Few things not right about this

  1. I clarified in the thread it wasn't love it was a crush / lust, I used the wrong word
  1. I wasn't clear 'are all the good men taken' was a question, not a statement
  1. I only went on one more date with him after there was any mention of SA accusations and they were very vague at that point, I didn't 'stay with him' we were never an official/serious item
OP posts:
DaisyChain505 · 15/07/2025 14:05

You don’t need a million excuses to end it with him. You just say,

”I’m really sorry but given the information about the accusations against you and all of the drama you’re going through with your kids and ex, I don’t think this is the time for you to be in a relationship. As much as I’ve had a nice time with you I need to prioritise my child and their wellbeing.”

Dealing with ex’s, kids and long drawn out court battles is absolutely draining and so so stressful. This should only be something you’d go through with someone who you know is 100% worth it and is going to be your life partner. Not someone you’ve dated for a few weeks.

WondererWanderer · 15/07/2025 14:38

DaisyChain505 · 15/07/2025 14:05

You don’t need a million excuses to end it with him. You just say,

”I’m really sorry but given the information about the accusations against you and all of the drama you’re going through with your kids and ex, I don’t think this is the time for you to be in a relationship. As much as I’ve had a nice time with you I need to prioritise my child and their wellbeing.”
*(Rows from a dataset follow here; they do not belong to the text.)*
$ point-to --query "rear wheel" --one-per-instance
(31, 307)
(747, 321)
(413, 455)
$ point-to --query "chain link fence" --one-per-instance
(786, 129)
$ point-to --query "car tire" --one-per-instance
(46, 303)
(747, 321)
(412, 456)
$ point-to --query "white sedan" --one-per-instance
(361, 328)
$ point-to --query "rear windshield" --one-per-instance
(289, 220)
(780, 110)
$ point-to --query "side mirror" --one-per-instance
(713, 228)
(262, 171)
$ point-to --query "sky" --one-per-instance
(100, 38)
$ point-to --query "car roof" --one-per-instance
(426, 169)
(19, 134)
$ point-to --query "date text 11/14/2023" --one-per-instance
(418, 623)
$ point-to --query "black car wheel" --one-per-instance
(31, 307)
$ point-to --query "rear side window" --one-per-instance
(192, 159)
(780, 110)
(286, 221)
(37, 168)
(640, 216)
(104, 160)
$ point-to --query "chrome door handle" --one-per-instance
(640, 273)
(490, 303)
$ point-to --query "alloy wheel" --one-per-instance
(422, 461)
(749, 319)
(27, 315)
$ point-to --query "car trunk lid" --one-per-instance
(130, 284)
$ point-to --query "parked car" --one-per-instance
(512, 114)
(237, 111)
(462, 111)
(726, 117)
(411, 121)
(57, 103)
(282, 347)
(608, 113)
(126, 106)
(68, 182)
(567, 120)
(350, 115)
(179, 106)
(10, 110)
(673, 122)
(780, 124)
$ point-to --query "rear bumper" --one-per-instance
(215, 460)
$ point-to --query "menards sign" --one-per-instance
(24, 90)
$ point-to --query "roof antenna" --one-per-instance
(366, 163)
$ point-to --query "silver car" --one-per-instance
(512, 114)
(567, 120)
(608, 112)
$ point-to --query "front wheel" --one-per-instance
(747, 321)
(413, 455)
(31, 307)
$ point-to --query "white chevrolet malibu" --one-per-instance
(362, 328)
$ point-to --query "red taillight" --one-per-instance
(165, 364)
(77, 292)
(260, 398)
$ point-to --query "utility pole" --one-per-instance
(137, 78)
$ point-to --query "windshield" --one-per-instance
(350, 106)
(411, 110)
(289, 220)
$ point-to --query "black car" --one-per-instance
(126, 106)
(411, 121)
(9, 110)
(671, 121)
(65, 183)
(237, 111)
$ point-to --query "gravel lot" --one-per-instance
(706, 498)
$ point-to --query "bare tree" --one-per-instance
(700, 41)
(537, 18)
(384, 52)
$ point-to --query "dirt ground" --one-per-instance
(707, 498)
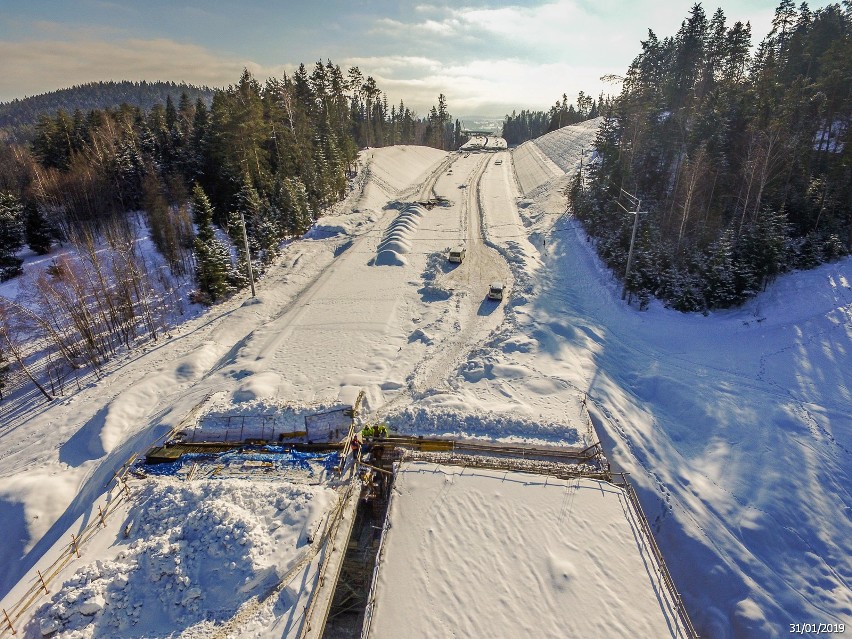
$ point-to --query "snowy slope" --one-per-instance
(540, 160)
(735, 427)
(483, 553)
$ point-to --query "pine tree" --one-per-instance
(11, 236)
(212, 256)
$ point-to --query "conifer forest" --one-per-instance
(740, 165)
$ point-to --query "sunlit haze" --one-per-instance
(488, 57)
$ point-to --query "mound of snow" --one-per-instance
(396, 241)
(194, 552)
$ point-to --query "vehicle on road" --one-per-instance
(457, 254)
(496, 290)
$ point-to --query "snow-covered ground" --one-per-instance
(735, 427)
(471, 552)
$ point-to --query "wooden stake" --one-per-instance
(43, 584)
(9, 621)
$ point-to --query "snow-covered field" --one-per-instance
(735, 427)
(471, 552)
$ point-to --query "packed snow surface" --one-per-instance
(471, 552)
(185, 557)
(735, 427)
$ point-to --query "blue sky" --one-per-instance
(488, 57)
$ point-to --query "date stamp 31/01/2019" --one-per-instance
(810, 628)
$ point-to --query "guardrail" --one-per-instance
(633, 498)
(40, 588)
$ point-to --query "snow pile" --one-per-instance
(553, 154)
(396, 241)
(194, 552)
(485, 553)
(469, 422)
(397, 169)
(563, 146)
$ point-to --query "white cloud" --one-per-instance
(34, 67)
(485, 87)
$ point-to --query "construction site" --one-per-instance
(364, 566)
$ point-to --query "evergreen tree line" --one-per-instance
(741, 162)
(265, 157)
(18, 117)
(528, 125)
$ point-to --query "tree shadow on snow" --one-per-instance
(85, 444)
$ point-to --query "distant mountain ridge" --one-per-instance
(19, 116)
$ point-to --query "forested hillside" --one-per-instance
(739, 163)
(528, 125)
(265, 157)
(18, 117)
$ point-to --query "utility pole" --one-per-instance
(632, 237)
(248, 254)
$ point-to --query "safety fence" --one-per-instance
(621, 481)
(118, 493)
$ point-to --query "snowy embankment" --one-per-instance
(735, 427)
(540, 160)
(481, 553)
(55, 459)
(185, 556)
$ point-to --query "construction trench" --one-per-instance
(343, 592)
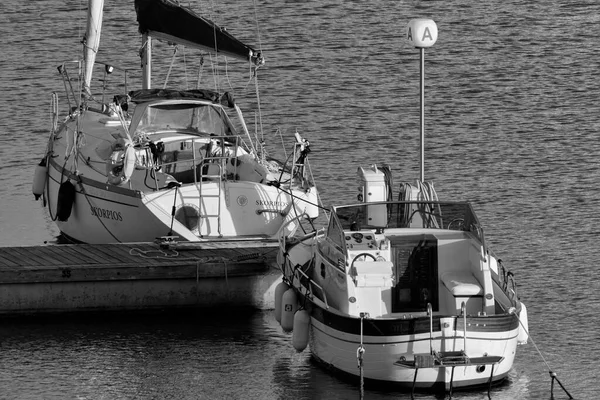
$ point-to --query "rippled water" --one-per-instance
(511, 124)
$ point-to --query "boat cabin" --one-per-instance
(399, 258)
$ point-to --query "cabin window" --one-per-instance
(197, 118)
(416, 275)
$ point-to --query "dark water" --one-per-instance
(512, 116)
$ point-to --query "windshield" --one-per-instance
(191, 117)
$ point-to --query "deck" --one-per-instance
(59, 278)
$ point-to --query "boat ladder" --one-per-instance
(448, 359)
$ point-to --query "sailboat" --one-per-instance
(164, 162)
(401, 290)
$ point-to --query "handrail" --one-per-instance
(430, 313)
(463, 311)
(310, 284)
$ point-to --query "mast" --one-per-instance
(91, 40)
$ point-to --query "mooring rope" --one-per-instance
(359, 357)
(553, 374)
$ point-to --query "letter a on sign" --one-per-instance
(421, 32)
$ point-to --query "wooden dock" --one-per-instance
(136, 276)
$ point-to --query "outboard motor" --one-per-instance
(375, 187)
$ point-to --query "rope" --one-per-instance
(170, 67)
(359, 356)
(553, 375)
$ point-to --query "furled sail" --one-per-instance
(91, 41)
(164, 19)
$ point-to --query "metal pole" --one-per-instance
(422, 114)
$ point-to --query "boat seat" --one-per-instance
(462, 284)
(374, 273)
(462, 287)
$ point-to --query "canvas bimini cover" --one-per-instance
(164, 19)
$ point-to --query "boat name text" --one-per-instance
(271, 203)
(107, 214)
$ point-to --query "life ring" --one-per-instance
(121, 163)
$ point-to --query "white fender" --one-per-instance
(289, 306)
(281, 288)
(39, 178)
(523, 326)
(301, 330)
(121, 162)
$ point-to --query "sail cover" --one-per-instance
(167, 20)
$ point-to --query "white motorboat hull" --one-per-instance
(338, 350)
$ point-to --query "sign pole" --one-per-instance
(422, 33)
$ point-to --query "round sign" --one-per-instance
(422, 32)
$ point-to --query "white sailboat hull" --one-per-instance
(103, 213)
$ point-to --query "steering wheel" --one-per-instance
(362, 255)
(459, 223)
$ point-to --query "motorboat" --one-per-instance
(407, 290)
(164, 162)
(401, 290)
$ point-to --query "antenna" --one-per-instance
(422, 33)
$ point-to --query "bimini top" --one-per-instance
(147, 95)
(167, 20)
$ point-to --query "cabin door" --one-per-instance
(416, 282)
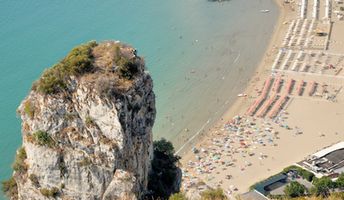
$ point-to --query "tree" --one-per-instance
(340, 181)
(294, 189)
(164, 172)
(178, 196)
(322, 186)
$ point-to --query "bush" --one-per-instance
(164, 172)
(9, 187)
(77, 62)
(294, 189)
(43, 139)
(213, 194)
(19, 164)
(178, 196)
(34, 179)
(340, 181)
(85, 162)
(29, 109)
(89, 121)
(53, 192)
(127, 67)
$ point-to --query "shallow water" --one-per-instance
(200, 54)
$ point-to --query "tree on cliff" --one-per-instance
(165, 172)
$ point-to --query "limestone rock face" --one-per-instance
(94, 139)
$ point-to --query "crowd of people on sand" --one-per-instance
(238, 138)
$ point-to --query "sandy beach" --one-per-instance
(292, 107)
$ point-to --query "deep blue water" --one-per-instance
(199, 53)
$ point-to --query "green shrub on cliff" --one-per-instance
(9, 187)
(53, 192)
(43, 139)
(164, 171)
(19, 164)
(178, 196)
(29, 109)
(127, 67)
(77, 62)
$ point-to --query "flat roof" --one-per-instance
(261, 186)
(328, 150)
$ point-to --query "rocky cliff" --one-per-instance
(87, 127)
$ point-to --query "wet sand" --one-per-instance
(242, 149)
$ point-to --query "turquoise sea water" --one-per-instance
(199, 53)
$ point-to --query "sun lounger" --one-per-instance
(300, 88)
(312, 89)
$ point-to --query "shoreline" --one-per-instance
(239, 103)
(293, 107)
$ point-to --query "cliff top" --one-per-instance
(94, 64)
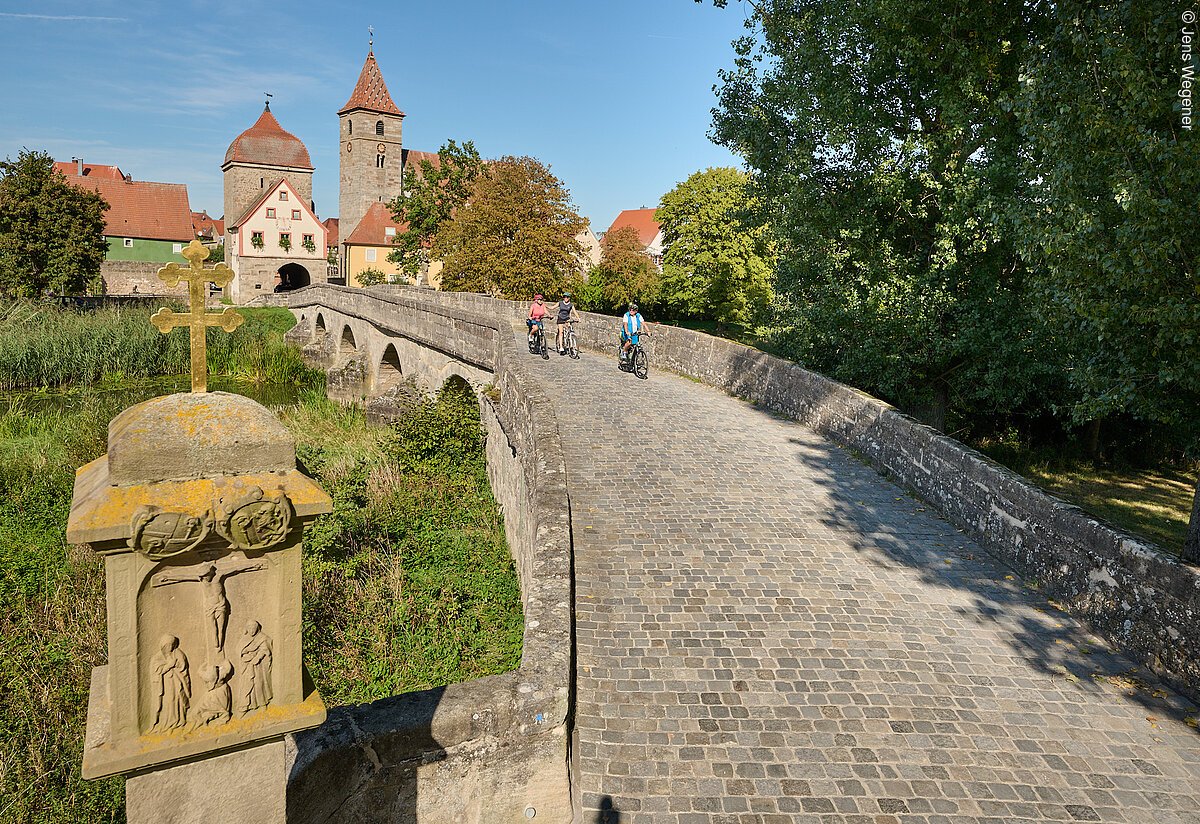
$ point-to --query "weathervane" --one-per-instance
(196, 318)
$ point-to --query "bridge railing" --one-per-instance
(493, 749)
(1143, 600)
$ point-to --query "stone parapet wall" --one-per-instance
(137, 277)
(495, 749)
(1138, 597)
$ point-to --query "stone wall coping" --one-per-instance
(1128, 590)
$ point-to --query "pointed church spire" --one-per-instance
(371, 92)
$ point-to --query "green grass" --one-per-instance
(1155, 504)
(757, 337)
(46, 346)
(408, 584)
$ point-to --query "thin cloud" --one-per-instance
(65, 17)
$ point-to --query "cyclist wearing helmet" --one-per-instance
(537, 314)
(567, 313)
(631, 328)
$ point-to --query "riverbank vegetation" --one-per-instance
(42, 344)
(407, 585)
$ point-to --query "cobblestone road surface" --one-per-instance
(768, 631)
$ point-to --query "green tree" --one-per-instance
(718, 264)
(432, 193)
(624, 272)
(52, 234)
(1111, 224)
(370, 277)
(882, 139)
(514, 235)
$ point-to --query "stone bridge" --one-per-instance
(804, 608)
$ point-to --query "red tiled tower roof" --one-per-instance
(371, 92)
(267, 143)
(642, 220)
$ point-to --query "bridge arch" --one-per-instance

Dealing with ex’s, kids and long drawn out court battles is absolutely draining and so so stressful. This should only be something you’d go through with someone who you know is 100% worth it and is going to be your life partner. Not someone you’ve dated for a few weeks.

She's ended it. Did you read the thread?

Devonshiregal · 15/07/2025 21:57

FreesiaFairy · 15/07/2025 13:28

Few things not right about this

  1. I clarified in the thread it wasn't love it was a crush / lust, I used the wrong word
  1. I wasn't clear 'are all the good men taken' was a question, not a statement
  1. I only went on one more date with him after there was any mention of SA accusations and they were very vague at that point, I didn't 'stay with him' we were never an official/serious item

So it was a Freudian slip? It’s not really easy to ‘accidentally’ say you love someone. And you were pretty insistent he was amazing and wonderful etc

You didn’t make a statement but you did ask whether all the good men are taken - it’s a very serious allegation this man has against his name and this is the type of comment you make when you find out someone cheated on you in the first 6 weeks or that they have a weird but harmless fetish or something…

you “only” went on one more date after you found out he may or may not have sexually assaulted a child? ok…

there was probably another one but I can’t remember and don’t really see why you’re nitpicking these little things rather than addressing the point of my post but whatever - look to me, your reaction is not that of a person who has a healthy relationship with men and, as this is a public forum where you ASKED for opinions, I thought I’d give mine.but I assumed you were just like many of us with a touch of the low self esteem… Of course may you’re just the type of person who will justify disgusting behaviour if you fancy the person, I don’t know.